Biden's antisemitism task force meets as college protests roil U.S.
Published Date: 5/2/2024
Source: axios.com

President Biden's antisemitism task force convened Wednesday to discuss how the administration can improve campus safety for Jewish students and provide new resources to local law enforcement to protect Jewish individuals and communities, according to administration officials.

Why it matters: The White House is working to do more to address the college protests roiling the country.


  • Meetings like Wednesday's are an attempt to identify concrete ways the Biden administration can address both the immediate challenges and address the long-term problem of growing antisemitism.
  • The meeting was called by Neera Tanden, the head of the Domestic Policy Council, and Liz Sherwood-Randall, Biden's homeland security adviser. The goal was to add a renewed sense of urgency to a problem Biden has long decried.
  • Officials discussed Biden's speech on May 7 at a Holocaust memorial at the U.S. Capitol but it wasn't the main topic of conversation, officials said.

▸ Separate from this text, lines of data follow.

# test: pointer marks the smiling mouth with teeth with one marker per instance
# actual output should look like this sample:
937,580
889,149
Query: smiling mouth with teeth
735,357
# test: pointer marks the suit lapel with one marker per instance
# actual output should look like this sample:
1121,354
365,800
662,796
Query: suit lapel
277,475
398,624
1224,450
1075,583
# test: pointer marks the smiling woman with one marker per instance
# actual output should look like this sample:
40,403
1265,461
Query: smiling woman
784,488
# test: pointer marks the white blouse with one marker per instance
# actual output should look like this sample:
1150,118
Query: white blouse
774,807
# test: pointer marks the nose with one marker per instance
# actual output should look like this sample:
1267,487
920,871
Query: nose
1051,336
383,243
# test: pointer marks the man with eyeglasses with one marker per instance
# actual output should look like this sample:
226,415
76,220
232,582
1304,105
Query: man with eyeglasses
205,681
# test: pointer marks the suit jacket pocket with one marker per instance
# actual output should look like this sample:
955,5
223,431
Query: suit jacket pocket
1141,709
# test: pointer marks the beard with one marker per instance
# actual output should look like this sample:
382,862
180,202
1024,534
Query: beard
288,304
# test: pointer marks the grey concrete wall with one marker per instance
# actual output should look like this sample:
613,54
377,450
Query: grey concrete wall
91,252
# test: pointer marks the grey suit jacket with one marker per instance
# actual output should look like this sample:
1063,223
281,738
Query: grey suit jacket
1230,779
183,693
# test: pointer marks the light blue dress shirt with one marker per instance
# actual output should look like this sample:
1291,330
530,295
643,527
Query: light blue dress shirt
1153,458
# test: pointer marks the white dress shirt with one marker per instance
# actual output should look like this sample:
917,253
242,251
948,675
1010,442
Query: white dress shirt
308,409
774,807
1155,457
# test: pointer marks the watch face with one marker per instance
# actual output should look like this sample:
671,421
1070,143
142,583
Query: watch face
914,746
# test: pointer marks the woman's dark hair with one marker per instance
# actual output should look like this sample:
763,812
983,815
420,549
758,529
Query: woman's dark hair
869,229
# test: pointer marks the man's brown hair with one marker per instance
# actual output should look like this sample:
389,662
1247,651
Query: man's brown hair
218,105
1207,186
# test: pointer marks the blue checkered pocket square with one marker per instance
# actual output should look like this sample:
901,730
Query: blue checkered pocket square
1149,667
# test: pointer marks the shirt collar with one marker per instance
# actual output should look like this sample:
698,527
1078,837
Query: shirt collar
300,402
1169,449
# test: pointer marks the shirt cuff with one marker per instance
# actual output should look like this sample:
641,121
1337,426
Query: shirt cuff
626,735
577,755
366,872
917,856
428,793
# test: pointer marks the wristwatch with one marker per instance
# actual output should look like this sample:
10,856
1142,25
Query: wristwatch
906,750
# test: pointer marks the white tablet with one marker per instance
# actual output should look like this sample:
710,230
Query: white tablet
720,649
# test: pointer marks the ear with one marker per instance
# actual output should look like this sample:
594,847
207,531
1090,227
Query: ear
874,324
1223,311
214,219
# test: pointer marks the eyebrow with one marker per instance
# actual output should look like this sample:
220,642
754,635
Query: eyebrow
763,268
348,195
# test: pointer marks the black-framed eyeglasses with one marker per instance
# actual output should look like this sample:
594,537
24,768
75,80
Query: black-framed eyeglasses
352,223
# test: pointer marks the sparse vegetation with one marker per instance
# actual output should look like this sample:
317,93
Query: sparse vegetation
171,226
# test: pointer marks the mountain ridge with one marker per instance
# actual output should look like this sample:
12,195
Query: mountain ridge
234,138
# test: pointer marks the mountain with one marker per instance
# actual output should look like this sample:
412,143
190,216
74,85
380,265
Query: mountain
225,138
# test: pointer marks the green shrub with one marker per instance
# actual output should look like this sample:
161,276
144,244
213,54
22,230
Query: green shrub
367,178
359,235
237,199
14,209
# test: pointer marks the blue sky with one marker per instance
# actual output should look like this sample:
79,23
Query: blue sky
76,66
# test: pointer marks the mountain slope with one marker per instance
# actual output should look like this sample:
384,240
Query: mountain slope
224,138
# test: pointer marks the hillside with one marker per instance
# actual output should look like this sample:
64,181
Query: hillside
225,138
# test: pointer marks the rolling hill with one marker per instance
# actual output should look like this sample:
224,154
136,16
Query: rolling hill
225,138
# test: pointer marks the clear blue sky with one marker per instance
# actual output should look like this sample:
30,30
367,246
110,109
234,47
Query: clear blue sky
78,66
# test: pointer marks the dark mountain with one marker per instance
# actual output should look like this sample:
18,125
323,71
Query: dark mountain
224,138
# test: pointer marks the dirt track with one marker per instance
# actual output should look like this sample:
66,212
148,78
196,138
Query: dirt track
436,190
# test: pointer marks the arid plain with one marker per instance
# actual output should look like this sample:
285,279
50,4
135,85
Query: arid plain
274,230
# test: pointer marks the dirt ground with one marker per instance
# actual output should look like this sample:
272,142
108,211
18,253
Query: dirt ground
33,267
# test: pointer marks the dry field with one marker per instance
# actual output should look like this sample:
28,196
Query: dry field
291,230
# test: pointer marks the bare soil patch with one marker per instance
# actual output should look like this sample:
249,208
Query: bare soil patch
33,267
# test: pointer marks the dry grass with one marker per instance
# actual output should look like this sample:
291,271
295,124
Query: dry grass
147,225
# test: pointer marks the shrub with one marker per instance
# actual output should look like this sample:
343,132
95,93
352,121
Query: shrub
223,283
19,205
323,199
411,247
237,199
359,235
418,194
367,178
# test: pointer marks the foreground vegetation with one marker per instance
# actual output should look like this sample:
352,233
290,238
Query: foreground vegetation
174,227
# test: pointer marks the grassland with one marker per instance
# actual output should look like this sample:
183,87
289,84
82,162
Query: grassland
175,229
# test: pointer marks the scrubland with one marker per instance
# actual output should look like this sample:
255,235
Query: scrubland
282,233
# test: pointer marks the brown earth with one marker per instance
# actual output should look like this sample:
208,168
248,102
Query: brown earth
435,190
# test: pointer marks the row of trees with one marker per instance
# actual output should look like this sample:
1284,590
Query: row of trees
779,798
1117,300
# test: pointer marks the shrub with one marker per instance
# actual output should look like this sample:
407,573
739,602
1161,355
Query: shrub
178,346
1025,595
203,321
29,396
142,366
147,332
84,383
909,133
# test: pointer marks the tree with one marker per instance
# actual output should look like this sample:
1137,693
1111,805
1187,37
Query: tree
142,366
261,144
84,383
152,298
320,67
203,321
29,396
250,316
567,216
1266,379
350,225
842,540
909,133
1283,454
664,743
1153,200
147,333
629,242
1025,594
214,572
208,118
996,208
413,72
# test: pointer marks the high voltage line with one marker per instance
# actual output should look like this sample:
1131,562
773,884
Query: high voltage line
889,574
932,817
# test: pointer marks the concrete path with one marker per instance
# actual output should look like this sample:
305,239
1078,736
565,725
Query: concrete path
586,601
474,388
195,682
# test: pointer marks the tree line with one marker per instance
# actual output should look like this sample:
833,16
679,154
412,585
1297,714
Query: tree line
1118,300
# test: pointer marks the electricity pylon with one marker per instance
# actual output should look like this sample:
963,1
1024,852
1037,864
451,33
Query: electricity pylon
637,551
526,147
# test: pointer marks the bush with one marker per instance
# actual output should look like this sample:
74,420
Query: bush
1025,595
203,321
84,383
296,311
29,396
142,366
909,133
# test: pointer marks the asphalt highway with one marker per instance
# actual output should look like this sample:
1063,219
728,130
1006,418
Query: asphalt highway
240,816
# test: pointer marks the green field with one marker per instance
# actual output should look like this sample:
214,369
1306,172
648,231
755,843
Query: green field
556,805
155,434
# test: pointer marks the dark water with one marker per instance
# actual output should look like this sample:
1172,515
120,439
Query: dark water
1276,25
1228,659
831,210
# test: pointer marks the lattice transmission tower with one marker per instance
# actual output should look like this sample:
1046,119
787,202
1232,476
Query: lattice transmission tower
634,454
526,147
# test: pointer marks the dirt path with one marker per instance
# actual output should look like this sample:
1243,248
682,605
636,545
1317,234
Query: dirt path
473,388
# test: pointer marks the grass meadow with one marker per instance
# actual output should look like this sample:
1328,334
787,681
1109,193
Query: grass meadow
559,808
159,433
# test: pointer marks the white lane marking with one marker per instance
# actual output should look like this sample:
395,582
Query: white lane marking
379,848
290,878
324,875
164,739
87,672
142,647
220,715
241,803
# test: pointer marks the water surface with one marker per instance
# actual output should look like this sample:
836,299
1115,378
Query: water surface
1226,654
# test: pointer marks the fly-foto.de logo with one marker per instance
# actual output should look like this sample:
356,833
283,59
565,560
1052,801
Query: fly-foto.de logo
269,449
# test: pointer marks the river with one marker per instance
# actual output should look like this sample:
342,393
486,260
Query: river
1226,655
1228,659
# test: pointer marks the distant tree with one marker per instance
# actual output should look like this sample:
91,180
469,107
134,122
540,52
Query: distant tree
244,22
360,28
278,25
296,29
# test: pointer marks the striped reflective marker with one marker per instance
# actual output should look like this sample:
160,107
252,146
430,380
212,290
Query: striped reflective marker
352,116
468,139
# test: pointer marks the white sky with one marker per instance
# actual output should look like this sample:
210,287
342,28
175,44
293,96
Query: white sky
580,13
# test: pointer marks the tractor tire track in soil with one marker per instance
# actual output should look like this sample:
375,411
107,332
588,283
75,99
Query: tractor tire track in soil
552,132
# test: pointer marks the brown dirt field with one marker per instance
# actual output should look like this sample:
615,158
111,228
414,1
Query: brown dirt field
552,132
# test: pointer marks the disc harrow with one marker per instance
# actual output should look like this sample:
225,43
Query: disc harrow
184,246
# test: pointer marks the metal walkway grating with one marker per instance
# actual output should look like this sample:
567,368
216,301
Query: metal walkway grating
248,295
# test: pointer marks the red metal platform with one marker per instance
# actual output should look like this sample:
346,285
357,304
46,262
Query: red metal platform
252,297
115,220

Driving the news: Cabinet members and top officials made new commitments in three broad areas: Campus safety, combatting online antisemitism and providing more policy protection for Jewish communities, according to administration officials.

  • On Thursday, Biden weighed in on the college protests that have been roiling the country, condemning the "chaos" that has stemmed from the protests against the Israel-Hamas war.
  • "There's the right to protest, but not the right to cause chaos," Biden said from the Roosevelt Room of the White House, adding that "order must prevail."

Biden added: "There should be no place on any campus, no place in America, for antisemitism or threats of violence against Jewish students."

Zoom out: Democrats are concerned about the political implications – and the deep divisions in their party – of the college protests.

  • Republicans have hammered Democrats – and Biden – for not condemning the protesters on more forceful language.

Zoom in: The task force, which Biden announced in late 2022, wants departments and agencies, including the Departments of Justice and Homeland Security, to coordinate more closely to law enforcement.

  • To counter online antisemitism, administration officials will work with technology companies to enforce their own terms of service.
  • Cabinet officials in attendance included Attorney General Merrick Garland, Education Secretary Miguel Cardona, HHS Secretary Xavier Becerra, DHS Secretary Alejandro Mayorkas and USDA Secretary Tom Vilsack.
  • Ambassador Deborah Lipstadt, Biden's special envoy to monitor and combat antisemitism, and Ambassador Stuart Eizenstat, the Chair of the United States Holocaust Memorial Council, also attended.

Editor's note: This article has been updated to add Biden's quote on antisemitism and to note that protest leaders say they are not antisemitic.